- Directed by: William Witney
- Screenplay by: John K. Butler Richard Wormser
- Story by: Todhunter Ballard
- Produced by: William J. O'Sullivan
- Starring: John Derek Joan Evans Jim Davis Catherine McLeod Ben Cooper
- Cinematography: Reggie Lanning
- Edited by: Tony Martinelli
- Music by: R. Dale Butts
- Color process: Trucolor
- Production company: Republic Pictures
- Distributed by: Republic Pictures
- Release date: August 15, 1954;
- Running time: 90 minutes
- Country: United States
- Language: English

= The Outcast (1954 film) =

1954 film

The Outcast is a 1954 American Western film, directed by William Witney and starring John Derek and Joan Evans. It was produced and distributed by Republic Pictures and was made on a slightly higher budget than many of the second features the company released.

==Plot==
Jet Cosgrave has been cheated out of his inheritance by his crooked uncle, Maj. Linton Cosgrave. Jet is an outcast from the community. He tries to clear his name and win back his father’s ranch by hiring some gunmen. Along the way, he falls for Judy Polsen and also flirts with his uncle’s fiancée Alice Austin.
Jet faces off with his uncle "The Major" and mortally wounds him in a stand-off. The film ends with Devlin the Cosgrave family lawyer admitting he forged Jet's father's will and proving the ranch was always his.

==Cast==
- John Derek as Jet Cosgrave
- Joan Evans as Judy Polsen
- Jim Davis as Maj.
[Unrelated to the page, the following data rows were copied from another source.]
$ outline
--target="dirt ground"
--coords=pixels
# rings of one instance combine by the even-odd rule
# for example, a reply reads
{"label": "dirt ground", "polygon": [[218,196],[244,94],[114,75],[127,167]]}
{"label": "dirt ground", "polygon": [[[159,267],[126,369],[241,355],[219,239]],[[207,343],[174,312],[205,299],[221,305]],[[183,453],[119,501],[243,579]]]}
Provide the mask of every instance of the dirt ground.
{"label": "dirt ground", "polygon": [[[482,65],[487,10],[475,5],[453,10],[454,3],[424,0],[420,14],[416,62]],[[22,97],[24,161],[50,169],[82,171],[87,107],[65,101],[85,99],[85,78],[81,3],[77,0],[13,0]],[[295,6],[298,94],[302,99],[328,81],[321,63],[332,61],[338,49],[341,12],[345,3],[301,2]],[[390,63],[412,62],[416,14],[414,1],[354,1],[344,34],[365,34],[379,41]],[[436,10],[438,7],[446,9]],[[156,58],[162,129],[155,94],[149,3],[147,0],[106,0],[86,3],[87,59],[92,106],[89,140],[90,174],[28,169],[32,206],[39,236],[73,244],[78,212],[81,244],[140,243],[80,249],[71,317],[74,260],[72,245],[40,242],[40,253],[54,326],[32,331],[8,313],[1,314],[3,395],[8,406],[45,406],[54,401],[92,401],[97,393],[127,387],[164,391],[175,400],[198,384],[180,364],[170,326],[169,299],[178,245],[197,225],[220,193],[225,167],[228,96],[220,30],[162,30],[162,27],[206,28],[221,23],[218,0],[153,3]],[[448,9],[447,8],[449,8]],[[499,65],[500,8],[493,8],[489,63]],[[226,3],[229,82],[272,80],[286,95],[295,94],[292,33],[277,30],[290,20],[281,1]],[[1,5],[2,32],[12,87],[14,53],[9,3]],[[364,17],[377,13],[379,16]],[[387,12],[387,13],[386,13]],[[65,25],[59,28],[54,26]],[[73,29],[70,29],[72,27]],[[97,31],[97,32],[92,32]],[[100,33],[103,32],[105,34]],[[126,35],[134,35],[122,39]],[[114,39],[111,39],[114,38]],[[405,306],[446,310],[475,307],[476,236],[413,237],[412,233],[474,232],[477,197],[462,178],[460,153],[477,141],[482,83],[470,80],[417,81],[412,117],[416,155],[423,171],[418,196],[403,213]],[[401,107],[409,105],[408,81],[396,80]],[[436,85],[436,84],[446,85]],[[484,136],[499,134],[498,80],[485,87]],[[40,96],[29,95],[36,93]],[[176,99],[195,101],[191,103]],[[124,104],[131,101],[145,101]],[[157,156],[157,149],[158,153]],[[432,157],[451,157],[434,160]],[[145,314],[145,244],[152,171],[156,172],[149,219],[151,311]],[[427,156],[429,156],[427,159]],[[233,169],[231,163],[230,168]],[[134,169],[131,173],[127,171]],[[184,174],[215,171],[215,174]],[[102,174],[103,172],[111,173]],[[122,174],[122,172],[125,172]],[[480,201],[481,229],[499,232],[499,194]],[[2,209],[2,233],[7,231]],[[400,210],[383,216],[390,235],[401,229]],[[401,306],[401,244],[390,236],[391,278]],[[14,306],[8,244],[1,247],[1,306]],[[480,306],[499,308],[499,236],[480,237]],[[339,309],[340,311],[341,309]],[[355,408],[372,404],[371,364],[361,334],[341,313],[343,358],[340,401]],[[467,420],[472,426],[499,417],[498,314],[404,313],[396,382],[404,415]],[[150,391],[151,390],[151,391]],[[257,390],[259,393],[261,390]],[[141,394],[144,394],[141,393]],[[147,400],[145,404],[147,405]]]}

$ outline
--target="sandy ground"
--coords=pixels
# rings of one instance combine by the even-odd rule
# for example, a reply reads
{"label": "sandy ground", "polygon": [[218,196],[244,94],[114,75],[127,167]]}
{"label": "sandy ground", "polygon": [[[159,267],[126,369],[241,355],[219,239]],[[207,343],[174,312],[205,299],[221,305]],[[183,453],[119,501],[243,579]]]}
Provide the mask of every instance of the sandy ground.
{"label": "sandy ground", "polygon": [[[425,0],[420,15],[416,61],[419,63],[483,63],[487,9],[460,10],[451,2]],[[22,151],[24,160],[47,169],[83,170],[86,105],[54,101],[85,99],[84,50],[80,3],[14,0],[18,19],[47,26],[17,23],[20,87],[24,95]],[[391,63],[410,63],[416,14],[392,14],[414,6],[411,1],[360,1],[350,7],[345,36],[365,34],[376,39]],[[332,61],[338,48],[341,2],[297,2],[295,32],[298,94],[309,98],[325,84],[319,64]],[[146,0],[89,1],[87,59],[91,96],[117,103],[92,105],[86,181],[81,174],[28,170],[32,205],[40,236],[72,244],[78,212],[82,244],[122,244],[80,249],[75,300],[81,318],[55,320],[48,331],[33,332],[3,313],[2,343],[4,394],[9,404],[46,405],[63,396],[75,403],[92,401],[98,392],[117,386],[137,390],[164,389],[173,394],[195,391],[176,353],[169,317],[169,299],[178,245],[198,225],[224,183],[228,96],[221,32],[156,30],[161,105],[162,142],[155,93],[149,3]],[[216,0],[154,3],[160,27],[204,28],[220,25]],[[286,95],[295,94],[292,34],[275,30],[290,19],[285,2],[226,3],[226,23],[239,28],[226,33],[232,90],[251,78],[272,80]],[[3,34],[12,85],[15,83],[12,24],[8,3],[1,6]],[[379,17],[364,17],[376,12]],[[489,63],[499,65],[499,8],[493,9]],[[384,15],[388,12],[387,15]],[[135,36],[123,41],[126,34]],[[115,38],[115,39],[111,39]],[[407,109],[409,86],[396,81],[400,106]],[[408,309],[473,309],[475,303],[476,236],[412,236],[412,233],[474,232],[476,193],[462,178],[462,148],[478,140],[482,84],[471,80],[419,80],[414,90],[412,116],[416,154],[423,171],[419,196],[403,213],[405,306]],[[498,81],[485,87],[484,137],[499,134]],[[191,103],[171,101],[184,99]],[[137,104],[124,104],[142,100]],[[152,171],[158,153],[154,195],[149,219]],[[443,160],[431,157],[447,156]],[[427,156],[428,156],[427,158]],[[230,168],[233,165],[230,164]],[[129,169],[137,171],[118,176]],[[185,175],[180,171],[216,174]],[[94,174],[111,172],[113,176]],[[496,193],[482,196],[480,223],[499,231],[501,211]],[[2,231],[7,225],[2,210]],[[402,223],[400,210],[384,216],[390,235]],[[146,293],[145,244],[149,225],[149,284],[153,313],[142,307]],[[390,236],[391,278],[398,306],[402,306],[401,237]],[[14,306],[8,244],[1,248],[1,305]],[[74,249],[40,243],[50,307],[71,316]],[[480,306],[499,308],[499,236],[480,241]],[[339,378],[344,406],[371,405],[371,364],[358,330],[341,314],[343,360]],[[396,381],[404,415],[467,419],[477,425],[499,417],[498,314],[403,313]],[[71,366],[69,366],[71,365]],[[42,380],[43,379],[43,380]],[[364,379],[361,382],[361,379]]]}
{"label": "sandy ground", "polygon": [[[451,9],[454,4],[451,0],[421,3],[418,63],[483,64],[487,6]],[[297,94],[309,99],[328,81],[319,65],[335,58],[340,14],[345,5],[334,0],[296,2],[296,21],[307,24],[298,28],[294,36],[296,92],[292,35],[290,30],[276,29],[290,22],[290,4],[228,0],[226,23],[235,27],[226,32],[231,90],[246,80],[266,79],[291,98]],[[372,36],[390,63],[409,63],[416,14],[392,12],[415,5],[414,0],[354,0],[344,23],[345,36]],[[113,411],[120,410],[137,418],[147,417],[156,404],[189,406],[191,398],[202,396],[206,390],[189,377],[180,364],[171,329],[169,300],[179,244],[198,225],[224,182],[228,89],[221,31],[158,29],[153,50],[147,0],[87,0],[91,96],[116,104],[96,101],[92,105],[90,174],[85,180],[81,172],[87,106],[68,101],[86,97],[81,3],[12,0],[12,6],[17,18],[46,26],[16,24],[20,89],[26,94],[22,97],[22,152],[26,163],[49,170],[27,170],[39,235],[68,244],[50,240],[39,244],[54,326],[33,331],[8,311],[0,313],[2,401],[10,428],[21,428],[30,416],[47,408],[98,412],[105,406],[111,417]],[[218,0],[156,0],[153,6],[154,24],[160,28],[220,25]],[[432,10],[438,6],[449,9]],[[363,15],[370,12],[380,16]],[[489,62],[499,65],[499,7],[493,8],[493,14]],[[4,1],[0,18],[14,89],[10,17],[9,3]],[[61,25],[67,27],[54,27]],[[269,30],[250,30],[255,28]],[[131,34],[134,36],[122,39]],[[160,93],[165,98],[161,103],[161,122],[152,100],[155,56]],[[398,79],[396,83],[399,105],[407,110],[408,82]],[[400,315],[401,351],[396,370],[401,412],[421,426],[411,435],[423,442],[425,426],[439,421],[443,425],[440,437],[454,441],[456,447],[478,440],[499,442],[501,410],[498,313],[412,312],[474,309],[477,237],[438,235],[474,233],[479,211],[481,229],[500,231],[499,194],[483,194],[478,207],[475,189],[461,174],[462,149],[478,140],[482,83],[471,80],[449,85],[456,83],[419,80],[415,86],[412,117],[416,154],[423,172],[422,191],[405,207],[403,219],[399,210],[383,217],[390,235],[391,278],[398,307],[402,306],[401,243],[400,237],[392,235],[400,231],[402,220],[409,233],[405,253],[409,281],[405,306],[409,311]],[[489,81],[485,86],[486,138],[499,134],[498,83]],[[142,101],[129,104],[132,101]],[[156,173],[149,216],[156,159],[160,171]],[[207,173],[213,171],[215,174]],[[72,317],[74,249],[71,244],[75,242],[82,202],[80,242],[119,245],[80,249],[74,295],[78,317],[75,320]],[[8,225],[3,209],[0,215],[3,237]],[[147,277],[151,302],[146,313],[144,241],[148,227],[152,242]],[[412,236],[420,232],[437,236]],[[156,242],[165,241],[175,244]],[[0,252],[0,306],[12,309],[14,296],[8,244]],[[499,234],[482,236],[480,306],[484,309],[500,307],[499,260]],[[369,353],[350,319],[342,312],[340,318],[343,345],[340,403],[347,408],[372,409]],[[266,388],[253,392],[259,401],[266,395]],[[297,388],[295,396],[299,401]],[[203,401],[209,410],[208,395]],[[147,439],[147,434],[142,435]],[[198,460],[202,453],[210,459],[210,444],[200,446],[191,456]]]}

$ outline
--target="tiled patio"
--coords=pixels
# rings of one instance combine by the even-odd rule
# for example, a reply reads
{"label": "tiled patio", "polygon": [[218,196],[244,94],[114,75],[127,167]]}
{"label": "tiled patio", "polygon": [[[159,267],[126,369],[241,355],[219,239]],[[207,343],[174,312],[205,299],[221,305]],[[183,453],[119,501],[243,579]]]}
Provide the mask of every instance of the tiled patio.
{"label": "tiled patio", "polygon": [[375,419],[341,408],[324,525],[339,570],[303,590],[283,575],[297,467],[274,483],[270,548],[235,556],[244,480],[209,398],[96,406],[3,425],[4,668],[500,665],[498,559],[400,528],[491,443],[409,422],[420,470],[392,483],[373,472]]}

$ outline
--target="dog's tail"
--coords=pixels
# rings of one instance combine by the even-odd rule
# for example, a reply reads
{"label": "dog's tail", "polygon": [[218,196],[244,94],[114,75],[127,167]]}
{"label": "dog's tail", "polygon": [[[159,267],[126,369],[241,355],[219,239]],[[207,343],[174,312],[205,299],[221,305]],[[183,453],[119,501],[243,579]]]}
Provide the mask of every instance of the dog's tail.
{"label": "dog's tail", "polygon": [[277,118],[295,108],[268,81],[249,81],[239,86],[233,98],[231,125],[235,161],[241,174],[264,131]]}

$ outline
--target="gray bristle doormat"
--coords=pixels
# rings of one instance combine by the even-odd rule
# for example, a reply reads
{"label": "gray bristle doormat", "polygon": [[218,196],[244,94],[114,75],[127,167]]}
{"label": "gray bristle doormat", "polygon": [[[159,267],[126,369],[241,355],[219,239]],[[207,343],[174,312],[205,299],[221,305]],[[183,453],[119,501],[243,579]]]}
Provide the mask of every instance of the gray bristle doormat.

Linton Cosgrave
- Catherine McLeod as Alice Austin
- Ben Cooper as The Kid
- Taylor Holmes as Andrew Devlin
- Nana Bryant as Mrs. Banner
- Slim Pickens as Boone Polsen
- Frank Ferguson as Chad Polsen
- James Millican as Cal Prince
- Bob Steele as Dude Rankin
- Nacho Galindo as Curly
- Harry Carey, Jr. as Bert
- Robert 'Buzz' Henry as Zeke Polsen
- Nicolas Coster as Asa Polsen
- Bill Walker as Sam Allen, the blacksmith

==Reception==
FilmInk called it John Derek's "best Western... one of the rare movies where Derek plays someone with balls, a tough, ruthless womanising killer. It’s pretty good work. The film was directed by Quentin Tarantino fave William Witney and is full of action – people are always climbing through windows and pulling guns and double crossing each other."

==Bibliography==
- Pitts, Michael R. Western Movies: A Guide to 5,105 Feature Films. McFarland, 2012.